Quello che la scuola “ha perso”. Davvero.

Ma allora diciamolo, cos’è che “abbiamo perso”, in questi mesi di scuola.

Diciamo degli scleri improvvisi che trasformano le chat di classe in campi di battaglia.
Diciamo delle follie sotterranee.
Diciamo dell’irrazionalità esplosa, delle negazioni.
De “La mascherina no perché non serve” e de “a scuola non ci vengo perché ci infettiamo tutti”.
Diciamo delle scritture che non si leggono più.Diciamo del sospetto. Reciproco.
Diciamo dei nervi.
Diciamo delle crisi di: ansia, angoscia, panico, fiato.
Diciamo dell’insonnia.
Diciamo dell’incapacità di concentrarsi.
Diciamo del non sapere più cos’è sorridere insieme.
Diciamo della completa mancanza di avventura.
Diciamo della frantumazione dell’emancipazione.
Diciamo della scomparsa del gusto del fare le cose, della totale latitanza della soddisfazione.
Diciamo della rabbia (quanta, e che dura).
Diciamo della fatica che mette i piombi alle caviglie della motivazione.
Diciamo dell’insofferenza subdola, che toglie senso a qualsiasi cosa.
Diciamo del vuoto degli occhi.

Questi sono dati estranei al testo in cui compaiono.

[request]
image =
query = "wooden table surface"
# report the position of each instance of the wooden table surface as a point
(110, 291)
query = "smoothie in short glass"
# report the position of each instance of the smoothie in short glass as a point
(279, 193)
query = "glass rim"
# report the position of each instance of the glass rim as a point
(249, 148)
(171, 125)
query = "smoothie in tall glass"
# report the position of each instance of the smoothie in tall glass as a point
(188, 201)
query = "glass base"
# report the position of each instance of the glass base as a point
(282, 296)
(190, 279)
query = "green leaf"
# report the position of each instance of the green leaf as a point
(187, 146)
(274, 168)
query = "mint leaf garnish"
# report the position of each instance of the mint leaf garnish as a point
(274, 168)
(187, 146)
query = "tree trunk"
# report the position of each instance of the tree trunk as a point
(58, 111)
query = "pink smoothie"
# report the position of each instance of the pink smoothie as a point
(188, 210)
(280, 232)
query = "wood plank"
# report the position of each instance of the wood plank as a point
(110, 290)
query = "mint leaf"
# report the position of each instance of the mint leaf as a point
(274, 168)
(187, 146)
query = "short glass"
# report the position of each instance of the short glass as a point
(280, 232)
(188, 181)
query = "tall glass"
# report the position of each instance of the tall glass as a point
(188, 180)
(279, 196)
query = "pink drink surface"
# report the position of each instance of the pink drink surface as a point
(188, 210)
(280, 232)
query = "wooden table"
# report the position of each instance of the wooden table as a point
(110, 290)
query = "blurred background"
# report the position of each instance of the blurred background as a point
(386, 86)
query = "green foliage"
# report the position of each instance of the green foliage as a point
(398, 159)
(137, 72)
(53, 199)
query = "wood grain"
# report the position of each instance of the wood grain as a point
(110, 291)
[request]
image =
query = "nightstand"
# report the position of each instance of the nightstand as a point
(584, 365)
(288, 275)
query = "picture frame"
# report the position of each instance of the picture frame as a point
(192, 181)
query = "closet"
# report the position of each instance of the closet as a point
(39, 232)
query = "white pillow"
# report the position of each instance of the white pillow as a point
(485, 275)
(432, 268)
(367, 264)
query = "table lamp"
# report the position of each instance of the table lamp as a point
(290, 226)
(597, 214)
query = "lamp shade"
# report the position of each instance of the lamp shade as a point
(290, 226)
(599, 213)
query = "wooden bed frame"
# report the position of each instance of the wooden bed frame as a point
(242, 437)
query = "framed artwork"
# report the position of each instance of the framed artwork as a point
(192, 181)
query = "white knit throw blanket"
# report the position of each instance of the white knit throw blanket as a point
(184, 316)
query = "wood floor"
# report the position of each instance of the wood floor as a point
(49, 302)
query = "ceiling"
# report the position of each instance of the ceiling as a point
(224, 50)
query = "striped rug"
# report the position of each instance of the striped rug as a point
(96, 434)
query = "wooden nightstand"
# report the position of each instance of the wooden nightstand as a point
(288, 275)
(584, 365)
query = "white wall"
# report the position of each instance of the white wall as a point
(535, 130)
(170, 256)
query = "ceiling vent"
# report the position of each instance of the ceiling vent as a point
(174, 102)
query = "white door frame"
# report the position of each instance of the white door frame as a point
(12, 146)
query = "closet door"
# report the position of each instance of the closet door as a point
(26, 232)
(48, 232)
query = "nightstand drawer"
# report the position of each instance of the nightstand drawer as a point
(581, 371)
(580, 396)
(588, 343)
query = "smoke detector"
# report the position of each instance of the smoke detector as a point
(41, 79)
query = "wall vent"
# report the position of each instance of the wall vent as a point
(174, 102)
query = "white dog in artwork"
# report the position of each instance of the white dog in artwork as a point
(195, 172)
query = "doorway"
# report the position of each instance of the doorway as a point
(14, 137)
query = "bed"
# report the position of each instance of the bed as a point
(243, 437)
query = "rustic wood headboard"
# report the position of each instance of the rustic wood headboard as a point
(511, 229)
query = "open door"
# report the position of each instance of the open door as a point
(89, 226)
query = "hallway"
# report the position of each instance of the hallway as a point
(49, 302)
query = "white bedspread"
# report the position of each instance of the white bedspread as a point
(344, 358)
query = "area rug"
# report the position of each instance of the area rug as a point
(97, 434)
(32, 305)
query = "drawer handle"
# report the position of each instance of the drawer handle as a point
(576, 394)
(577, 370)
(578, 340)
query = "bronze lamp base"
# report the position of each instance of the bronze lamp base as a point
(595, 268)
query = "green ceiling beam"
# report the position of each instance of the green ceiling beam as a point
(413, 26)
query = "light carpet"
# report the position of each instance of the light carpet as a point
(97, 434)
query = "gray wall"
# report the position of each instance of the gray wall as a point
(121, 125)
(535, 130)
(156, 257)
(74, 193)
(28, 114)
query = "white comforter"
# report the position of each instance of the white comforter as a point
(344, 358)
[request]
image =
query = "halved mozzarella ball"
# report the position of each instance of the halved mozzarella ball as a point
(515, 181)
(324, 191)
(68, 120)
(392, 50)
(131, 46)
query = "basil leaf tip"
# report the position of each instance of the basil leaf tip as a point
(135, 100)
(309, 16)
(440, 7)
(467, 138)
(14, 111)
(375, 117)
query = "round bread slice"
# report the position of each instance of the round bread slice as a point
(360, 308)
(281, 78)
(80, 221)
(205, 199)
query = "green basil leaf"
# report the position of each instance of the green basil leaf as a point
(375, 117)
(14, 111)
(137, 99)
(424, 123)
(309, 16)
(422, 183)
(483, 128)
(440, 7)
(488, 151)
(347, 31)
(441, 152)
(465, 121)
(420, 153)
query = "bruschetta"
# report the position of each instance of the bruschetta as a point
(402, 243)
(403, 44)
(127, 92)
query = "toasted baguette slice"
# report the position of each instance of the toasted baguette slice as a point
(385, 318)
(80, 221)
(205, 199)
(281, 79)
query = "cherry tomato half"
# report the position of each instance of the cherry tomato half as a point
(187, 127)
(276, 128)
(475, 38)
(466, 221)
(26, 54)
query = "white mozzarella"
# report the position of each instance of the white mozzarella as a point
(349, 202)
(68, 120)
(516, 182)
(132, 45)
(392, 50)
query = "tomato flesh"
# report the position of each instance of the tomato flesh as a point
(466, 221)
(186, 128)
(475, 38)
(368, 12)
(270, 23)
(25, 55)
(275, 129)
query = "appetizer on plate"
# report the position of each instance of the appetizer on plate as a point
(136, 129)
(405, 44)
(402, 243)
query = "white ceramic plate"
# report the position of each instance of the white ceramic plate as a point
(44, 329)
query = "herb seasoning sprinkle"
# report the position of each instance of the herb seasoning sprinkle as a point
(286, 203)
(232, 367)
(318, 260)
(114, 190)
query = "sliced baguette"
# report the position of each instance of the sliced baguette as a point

O del cinismo.
Diciamo della perdita della meraviglia.
Diciamo del non essere più in grado di distinguere tra tempo pubblico e tempo privato.
Diciamo dell’assenza di complicità, o di una complicità feroce.
Diciamo del non riuscire a concludere le cose.

Poi direi, anche, del numero di psicologi psichiatri assistenti sociali che abbiamo sentito in questi mesi. Via messaggio, per telefono, di persona, su zoom, con skype. (E per chi dice: mica è compito degli insegnanti, la risposta è: certo che no, per contratto. Ma per contratto non ci sono scritte un milione di cose che fanno il mestiere dell’insegnante. E che però gli insegnanti – la scuola – fanno).
Allora.
Più grave non sapere l’aoristo passivo del verbo tìthemi.
O un futuro (che comincia ad essere un presente) da mondo sociopatico?

(nell’immagine: ritratto dell’insegnante di lettere serale all’esordio di Dungeons&Dragons).